Una senda abandonada por las administraciones ha conducido a la muerte a seis personas. Las primeras declaraciones de las autoridades competentes en demagogia consisten en implorar que la política no manche el duelo. Luego se produce una situación ideal: distintos equipos gestores de distinto signo electoral y similar percepción del acto político como ajeno a las tragedias personales se echan mutuamente la culpa de la desidia, el incumplimiento de las normas de construcción y seguridad y la falta de respuesta de los servicios de emergencias. Todo eso confluye en el frío bochorno que sigue al accidente. Que hable la justicia, dicen. Y lo hará, pero será un proceso lento y confuso para la comunidad profana. La sobreabundancia de declaraciones y respuestas produce indiferencia.

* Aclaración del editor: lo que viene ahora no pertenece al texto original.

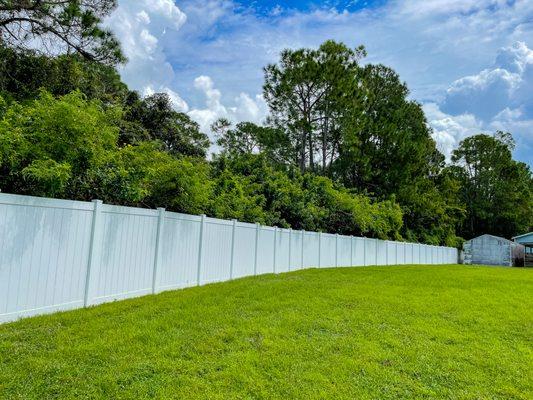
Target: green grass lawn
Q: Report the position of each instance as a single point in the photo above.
(410, 332)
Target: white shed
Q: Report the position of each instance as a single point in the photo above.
(493, 250)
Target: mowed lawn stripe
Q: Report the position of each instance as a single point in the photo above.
(403, 332)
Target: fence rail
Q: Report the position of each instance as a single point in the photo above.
(62, 254)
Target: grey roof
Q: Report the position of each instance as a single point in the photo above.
(525, 234)
(495, 237)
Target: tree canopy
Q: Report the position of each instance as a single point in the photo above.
(343, 150)
(60, 26)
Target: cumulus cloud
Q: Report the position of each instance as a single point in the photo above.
(446, 51)
(244, 109)
(140, 25)
(497, 98)
(177, 102)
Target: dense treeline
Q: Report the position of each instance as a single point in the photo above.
(343, 150)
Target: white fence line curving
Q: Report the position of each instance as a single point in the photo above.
(62, 254)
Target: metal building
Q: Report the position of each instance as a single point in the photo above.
(527, 241)
(493, 250)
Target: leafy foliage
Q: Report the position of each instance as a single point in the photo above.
(497, 191)
(60, 26)
(344, 150)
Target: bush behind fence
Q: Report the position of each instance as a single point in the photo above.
(63, 254)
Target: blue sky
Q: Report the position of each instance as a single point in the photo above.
(468, 62)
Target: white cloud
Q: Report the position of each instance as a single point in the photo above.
(245, 108)
(497, 98)
(140, 25)
(177, 102)
(449, 130)
(443, 49)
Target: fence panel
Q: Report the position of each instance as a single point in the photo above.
(265, 256)
(311, 249)
(216, 251)
(327, 250)
(180, 241)
(61, 254)
(44, 247)
(282, 251)
(344, 249)
(358, 252)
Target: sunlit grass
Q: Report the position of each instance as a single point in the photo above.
(448, 332)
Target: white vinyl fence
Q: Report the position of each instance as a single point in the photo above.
(62, 254)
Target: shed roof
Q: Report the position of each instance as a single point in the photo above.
(494, 237)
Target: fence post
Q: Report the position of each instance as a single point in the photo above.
(302, 255)
(364, 251)
(257, 228)
(336, 250)
(290, 248)
(200, 250)
(157, 255)
(275, 242)
(351, 250)
(232, 260)
(93, 249)
(319, 249)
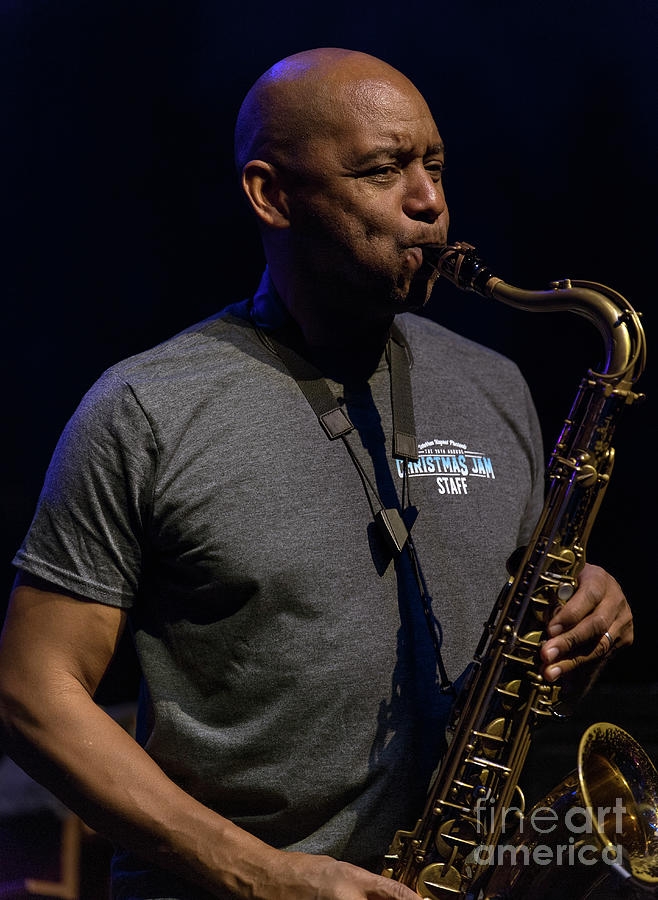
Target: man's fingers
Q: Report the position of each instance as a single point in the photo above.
(596, 619)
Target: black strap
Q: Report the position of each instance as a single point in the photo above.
(405, 446)
(336, 424)
(332, 417)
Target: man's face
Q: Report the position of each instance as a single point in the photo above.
(367, 197)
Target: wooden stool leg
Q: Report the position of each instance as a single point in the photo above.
(68, 887)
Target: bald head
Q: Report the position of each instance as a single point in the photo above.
(297, 100)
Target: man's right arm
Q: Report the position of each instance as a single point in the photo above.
(54, 651)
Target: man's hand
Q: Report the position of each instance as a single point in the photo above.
(306, 877)
(586, 628)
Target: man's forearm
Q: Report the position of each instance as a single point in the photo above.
(85, 758)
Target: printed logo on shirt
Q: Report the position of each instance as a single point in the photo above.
(451, 464)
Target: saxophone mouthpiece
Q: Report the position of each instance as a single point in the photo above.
(460, 264)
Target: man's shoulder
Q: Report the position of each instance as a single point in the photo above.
(191, 351)
(431, 341)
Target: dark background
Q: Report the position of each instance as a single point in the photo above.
(124, 223)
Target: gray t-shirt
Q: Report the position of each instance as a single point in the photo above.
(290, 678)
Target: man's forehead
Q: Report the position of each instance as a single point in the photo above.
(362, 110)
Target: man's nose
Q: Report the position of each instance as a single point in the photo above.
(424, 198)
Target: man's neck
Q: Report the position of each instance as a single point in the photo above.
(344, 347)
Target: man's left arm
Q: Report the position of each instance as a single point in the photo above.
(583, 632)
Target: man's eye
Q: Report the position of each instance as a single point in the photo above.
(436, 170)
(383, 173)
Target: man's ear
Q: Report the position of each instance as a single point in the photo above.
(261, 183)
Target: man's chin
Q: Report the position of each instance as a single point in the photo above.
(414, 293)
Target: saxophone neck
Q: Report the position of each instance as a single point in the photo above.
(617, 322)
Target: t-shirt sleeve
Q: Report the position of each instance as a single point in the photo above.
(536, 498)
(89, 528)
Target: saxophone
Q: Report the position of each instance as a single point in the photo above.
(505, 697)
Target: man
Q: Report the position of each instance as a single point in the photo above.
(291, 711)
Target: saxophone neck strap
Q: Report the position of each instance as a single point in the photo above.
(331, 415)
(336, 423)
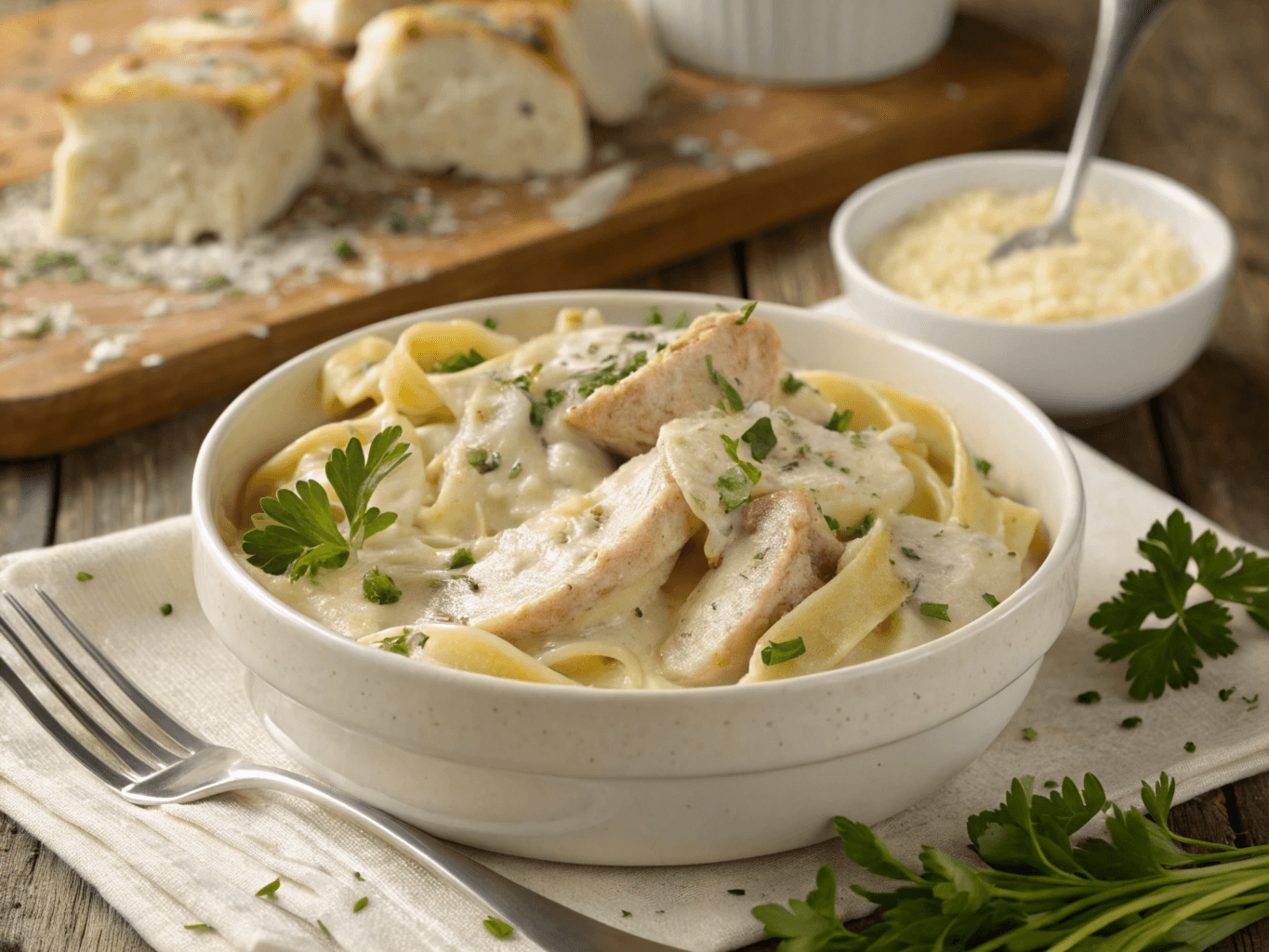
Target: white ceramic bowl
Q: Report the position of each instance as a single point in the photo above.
(810, 42)
(632, 777)
(1070, 368)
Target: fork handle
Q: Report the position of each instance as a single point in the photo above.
(553, 927)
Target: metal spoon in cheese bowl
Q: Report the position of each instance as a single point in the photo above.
(1120, 27)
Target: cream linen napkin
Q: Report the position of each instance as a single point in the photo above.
(167, 867)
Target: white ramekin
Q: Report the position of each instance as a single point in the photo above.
(643, 777)
(810, 42)
(1070, 368)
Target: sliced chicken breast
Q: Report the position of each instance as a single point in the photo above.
(783, 553)
(627, 416)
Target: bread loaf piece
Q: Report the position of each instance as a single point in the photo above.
(468, 86)
(169, 148)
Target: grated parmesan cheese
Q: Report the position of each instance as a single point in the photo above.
(939, 256)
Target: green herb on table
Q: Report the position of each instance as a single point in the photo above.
(1168, 656)
(497, 928)
(458, 362)
(297, 530)
(935, 610)
(839, 421)
(378, 588)
(781, 652)
(1137, 890)
(733, 396)
(271, 890)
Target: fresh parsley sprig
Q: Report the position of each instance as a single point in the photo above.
(298, 532)
(1168, 656)
(1136, 892)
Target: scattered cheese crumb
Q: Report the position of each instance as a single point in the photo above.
(590, 201)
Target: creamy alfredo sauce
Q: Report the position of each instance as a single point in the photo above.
(524, 549)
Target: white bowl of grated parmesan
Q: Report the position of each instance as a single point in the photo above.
(1080, 329)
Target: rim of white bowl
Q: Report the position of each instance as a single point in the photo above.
(848, 261)
(1066, 538)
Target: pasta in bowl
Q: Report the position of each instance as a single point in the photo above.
(715, 576)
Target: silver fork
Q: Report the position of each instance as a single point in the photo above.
(183, 768)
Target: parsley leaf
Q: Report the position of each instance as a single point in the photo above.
(760, 438)
(733, 489)
(497, 928)
(298, 530)
(378, 588)
(458, 362)
(781, 652)
(839, 421)
(1169, 655)
(729, 391)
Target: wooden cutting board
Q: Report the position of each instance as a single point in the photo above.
(986, 87)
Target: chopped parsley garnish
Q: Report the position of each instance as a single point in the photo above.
(729, 391)
(862, 528)
(781, 652)
(840, 421)
(1168, 656)
(379, 588)
(760, 438)
(497, 928)
(458, 362)
(590, 381)
(1042, 885)
(935, 610)
(733, 489)
(483, 461)
(298, 531)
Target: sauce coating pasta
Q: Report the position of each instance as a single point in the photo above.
(653, 507)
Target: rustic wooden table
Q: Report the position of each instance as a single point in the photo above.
(1196, 107)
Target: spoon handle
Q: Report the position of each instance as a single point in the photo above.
(1120, 25)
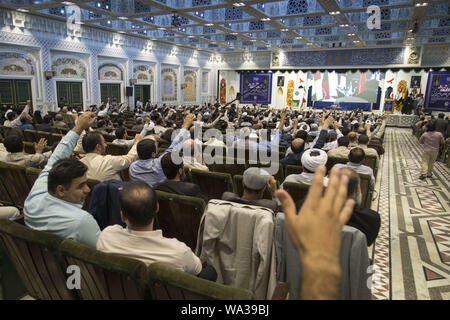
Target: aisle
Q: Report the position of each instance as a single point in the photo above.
(412, 252)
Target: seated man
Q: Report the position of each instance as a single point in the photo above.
(105, 167)
(311, 159)
(341, 151)
(55, 201)
(26, 122)
(138, 207)
(59, 122)
(14, 146)
(255, 181)
(122, 135)
(363, 142)
(46, 125)
(175, 180)
(355, 157)
(353, 139)
(192, 160)
(297, 147)
(366, 220)
(148, 167)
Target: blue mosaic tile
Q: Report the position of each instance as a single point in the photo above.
(140, 7)
(297, 7)
(256, 25)
(199, 3)
(312, 21)
(233, 13)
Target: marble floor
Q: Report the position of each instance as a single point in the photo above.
(412, 252)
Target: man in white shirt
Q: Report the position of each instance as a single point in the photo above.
(355, 157)
(311, 159)
(105, 167)
(12, 119)
(139, 205)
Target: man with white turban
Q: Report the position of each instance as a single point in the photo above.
(311, 159)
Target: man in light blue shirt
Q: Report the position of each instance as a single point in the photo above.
(55, 201)
(148, 168)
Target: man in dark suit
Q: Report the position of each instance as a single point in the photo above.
(297, 147)
(174, 182)
(46, 125)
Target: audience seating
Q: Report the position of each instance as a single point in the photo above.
(179, 217)
(291, 169)
(30, 135)
(37, 261)
(116, 149)
(167, 283)
(366, 193)
(15, 181)
(239, 187)
(212, 184)
(298, 191)
(105, 276)
(233, 169)
(332, 161)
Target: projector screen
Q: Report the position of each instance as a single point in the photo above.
(346, 87)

Mientras, un entramado histérico de precintos de plástico enmarca las postales de después de la desgracia de un modo exultante, ridículamente agresivo, casi como un insulto al duelo, como celebrando el sacerdocio autoritario de quienes están siempre presentes sin estar cuando se les necesita. Pero, ¿quiénes son esas presencias oblicuas? Nadie: los intercambiadores de catilinarias devaluadas, los agentes perfectos de la contradicción, los que se protegen de todo mal o vergüenza fomentando la displicencia con la repetición de justificaciones y desvíos sin sentido. Ostentan, financian, difunden y mediatizan la trágica inmediatez del accidente evitable con la política-telón que expulsa la acción real del escenario, un teatro de marionetas proyectadas contra un muro que desdibuja la reminiscencia de la doblez económica. La obra es simple, litúrgica, anónima, letánica, brillante o enlutada según convenga, un fotocall ante la mayoría absoluta que aplaude tibiamente: es lo que hay, ¿quién va a quejarse de recibir lo que le ofrecía la invitación al espectáculo?

Franz Kline. ‘El Puente’.
El territorio se ha llenado de no-lugares, esos espacios que no pueden definirse como identitarios ni como relacionales ni como históricos que Marc Augé consideraba los productos característicos de la sobremodernidad, lo contrario de los lugares antropológicos, antiguos, categorizados como lugares de memoria. Cantabria, por ejemplo (y con esto me atrevo a creer que el antropólogo se quedó corto en el recuento y la amplitud de los tipos probables de no-sitios y sus transiciones), sólo puede venderse como infinita siendo un no-lugar infinitamente indiferenciado, un edén calculado entre lágrimas de humo de incendios forestales, con sendas inexistentes que pueden conducir a abismos bajo pasarelas abandonadas fríamente por la doctrina apolítica del bochorno consentido.